Some policies are created by administrators without any clinical expertise. Unrealistic requirements lead to legal problems when they are not followed by well-meaning EPs. “When you’re creating a policy, you need a variety of people in the room, including frontline clinicians, to make sure it’s going to work,” Naber says.

Plaintiffs will want access to any and all procedures and protocols that are generated by hospitals and promulgated to their staff and credentialed providers. “This is a challenge we always fight on the defense side. It is a constant debate,” says Parisa Tabassian, Esq., an attorney in the Richmond, VA, office of Hancock Daniel.

The defense team argues that, legally, the policies cannot be the basis for establishing the standard of care for EPs; therefore, the policies should not be discoverable as relevant or reasonably likely to lead to admissible evidence. For example, in a malpractice case including allegations relating to wound care provided by hospital-employed nurses, a plaintiff may ask for all hospital policies relating to wound care.

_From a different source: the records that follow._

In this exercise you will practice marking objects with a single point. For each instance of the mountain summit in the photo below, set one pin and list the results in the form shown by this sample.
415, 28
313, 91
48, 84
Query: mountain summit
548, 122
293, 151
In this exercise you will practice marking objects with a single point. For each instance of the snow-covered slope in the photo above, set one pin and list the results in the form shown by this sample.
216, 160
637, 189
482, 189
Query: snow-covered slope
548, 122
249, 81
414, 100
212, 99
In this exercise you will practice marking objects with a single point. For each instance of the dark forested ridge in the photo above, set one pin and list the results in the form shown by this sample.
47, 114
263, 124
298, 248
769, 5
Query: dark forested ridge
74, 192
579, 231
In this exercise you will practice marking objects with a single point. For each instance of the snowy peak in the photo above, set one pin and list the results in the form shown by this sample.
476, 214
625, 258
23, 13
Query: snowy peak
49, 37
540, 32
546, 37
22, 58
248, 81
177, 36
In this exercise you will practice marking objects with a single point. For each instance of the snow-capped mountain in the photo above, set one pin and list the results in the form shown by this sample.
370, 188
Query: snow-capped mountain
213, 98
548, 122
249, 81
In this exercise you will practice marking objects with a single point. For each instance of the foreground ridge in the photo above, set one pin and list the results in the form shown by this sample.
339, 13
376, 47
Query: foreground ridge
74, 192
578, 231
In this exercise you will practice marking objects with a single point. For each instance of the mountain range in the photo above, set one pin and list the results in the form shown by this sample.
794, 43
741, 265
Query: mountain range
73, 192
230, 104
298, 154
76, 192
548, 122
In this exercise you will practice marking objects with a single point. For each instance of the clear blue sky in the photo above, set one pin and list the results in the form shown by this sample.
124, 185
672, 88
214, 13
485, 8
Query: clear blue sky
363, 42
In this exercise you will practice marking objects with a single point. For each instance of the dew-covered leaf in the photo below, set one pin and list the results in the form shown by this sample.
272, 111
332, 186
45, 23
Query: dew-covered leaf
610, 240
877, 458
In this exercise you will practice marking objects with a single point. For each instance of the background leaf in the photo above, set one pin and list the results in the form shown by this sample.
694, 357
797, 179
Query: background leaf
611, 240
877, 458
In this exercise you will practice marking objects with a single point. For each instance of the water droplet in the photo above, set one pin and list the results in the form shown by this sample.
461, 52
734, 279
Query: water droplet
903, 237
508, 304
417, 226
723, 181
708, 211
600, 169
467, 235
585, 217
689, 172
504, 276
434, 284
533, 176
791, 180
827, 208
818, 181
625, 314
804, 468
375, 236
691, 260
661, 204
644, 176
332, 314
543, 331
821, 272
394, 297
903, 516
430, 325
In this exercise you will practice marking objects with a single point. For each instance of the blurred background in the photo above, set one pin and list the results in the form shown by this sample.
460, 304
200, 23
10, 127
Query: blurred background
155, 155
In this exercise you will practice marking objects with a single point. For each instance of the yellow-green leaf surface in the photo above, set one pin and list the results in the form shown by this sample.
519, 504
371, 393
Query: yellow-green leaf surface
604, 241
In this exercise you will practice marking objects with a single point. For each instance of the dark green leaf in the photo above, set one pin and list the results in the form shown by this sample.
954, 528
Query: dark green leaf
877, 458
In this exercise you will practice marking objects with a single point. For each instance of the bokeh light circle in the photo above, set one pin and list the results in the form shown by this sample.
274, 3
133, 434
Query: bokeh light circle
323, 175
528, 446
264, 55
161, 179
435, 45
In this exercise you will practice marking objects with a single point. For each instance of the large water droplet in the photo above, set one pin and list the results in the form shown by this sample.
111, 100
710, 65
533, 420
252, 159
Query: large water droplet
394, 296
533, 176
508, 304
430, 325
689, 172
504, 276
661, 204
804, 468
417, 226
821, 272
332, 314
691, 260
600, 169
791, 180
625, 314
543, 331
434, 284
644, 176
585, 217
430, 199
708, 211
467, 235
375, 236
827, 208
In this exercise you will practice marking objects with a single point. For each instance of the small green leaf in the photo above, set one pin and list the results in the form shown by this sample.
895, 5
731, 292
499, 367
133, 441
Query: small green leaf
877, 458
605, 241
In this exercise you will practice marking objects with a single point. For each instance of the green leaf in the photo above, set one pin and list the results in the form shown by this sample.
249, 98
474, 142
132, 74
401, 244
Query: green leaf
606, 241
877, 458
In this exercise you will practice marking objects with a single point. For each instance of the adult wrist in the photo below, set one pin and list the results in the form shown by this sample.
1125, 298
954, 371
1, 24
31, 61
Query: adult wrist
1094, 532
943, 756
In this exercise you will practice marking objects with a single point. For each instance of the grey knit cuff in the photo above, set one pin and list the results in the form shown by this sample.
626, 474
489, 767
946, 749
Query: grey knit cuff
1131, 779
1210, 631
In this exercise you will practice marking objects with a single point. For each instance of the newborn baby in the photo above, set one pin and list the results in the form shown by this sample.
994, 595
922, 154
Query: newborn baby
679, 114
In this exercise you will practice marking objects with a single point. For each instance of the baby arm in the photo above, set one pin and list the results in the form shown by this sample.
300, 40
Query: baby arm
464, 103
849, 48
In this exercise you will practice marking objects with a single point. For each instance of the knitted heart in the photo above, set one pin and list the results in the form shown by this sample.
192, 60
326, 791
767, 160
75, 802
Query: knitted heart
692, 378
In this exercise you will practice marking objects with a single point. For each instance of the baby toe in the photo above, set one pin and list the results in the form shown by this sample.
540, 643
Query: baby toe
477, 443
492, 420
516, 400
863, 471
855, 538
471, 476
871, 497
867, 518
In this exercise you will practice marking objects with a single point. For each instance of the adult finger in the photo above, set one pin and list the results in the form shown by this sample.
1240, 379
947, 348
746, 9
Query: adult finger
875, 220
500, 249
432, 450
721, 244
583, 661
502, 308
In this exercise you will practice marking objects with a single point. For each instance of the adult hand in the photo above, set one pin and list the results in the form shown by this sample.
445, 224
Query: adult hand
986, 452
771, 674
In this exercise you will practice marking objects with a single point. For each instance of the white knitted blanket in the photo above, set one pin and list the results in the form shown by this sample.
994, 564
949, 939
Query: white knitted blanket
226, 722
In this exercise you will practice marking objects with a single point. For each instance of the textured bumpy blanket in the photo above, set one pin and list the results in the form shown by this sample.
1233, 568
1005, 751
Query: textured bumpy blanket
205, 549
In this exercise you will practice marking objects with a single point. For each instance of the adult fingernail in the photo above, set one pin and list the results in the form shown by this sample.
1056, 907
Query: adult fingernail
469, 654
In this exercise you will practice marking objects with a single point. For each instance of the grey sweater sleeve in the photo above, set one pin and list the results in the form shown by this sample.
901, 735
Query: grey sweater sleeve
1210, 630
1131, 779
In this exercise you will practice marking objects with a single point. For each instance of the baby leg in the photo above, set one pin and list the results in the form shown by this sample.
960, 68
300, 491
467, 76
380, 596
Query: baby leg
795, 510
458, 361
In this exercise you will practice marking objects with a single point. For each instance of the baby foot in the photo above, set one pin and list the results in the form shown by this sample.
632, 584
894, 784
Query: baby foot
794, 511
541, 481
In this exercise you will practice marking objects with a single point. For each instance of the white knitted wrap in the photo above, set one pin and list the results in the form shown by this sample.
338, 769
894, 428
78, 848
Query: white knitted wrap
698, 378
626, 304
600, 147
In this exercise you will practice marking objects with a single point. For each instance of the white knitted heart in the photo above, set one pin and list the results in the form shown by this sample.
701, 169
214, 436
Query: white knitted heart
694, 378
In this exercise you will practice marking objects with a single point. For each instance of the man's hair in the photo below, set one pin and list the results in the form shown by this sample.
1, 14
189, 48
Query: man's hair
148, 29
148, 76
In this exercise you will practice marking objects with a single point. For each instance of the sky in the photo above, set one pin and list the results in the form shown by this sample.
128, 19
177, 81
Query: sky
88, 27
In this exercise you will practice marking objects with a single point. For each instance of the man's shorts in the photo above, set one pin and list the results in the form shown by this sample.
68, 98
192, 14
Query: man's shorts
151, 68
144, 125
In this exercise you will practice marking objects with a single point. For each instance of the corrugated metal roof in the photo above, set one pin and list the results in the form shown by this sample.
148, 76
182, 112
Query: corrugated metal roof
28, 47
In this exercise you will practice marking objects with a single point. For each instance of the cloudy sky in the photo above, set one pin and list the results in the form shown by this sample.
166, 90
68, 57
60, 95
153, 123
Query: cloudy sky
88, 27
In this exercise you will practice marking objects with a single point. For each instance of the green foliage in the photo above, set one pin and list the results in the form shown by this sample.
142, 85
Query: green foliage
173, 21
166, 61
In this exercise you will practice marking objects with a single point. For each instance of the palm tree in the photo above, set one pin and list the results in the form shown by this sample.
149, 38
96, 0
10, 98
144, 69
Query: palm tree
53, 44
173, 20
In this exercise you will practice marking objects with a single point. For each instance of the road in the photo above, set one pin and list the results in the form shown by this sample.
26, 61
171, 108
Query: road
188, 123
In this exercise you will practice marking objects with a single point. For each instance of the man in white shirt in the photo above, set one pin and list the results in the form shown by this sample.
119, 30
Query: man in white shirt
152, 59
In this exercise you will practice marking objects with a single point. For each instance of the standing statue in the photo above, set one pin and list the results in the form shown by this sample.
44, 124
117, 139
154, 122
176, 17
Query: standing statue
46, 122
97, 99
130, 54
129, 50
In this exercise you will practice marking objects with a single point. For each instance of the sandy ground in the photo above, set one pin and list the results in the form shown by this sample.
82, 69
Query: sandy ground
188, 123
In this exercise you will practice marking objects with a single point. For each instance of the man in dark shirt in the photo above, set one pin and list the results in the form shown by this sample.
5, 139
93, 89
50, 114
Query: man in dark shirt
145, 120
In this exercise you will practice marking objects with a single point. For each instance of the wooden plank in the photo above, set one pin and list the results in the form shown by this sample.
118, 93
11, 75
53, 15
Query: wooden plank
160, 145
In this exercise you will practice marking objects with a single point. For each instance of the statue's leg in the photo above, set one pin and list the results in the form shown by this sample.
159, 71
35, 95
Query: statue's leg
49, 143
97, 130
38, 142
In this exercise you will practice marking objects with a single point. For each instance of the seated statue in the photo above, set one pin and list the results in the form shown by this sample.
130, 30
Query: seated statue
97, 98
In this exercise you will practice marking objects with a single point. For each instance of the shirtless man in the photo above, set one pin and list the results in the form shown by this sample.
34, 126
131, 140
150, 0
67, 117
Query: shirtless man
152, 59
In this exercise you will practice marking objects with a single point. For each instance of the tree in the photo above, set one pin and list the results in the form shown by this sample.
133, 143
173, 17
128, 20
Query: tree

“The court may rule these are properly discoverable, though not necessarily admissible in court,” Tabassian says.

Hospital policies do not constitute the legal standard of care. “But they can implicate the entity for not adequately training or supervising their personnel or not delivering optimal care,” Tabassian warns.

If ED providers failed to comply with the policy, the hospital is criticized during litigation for not meeting their own expectations. “In some cases, ED defendants have testified that they have no idea where the policies are located,” Tabassian says.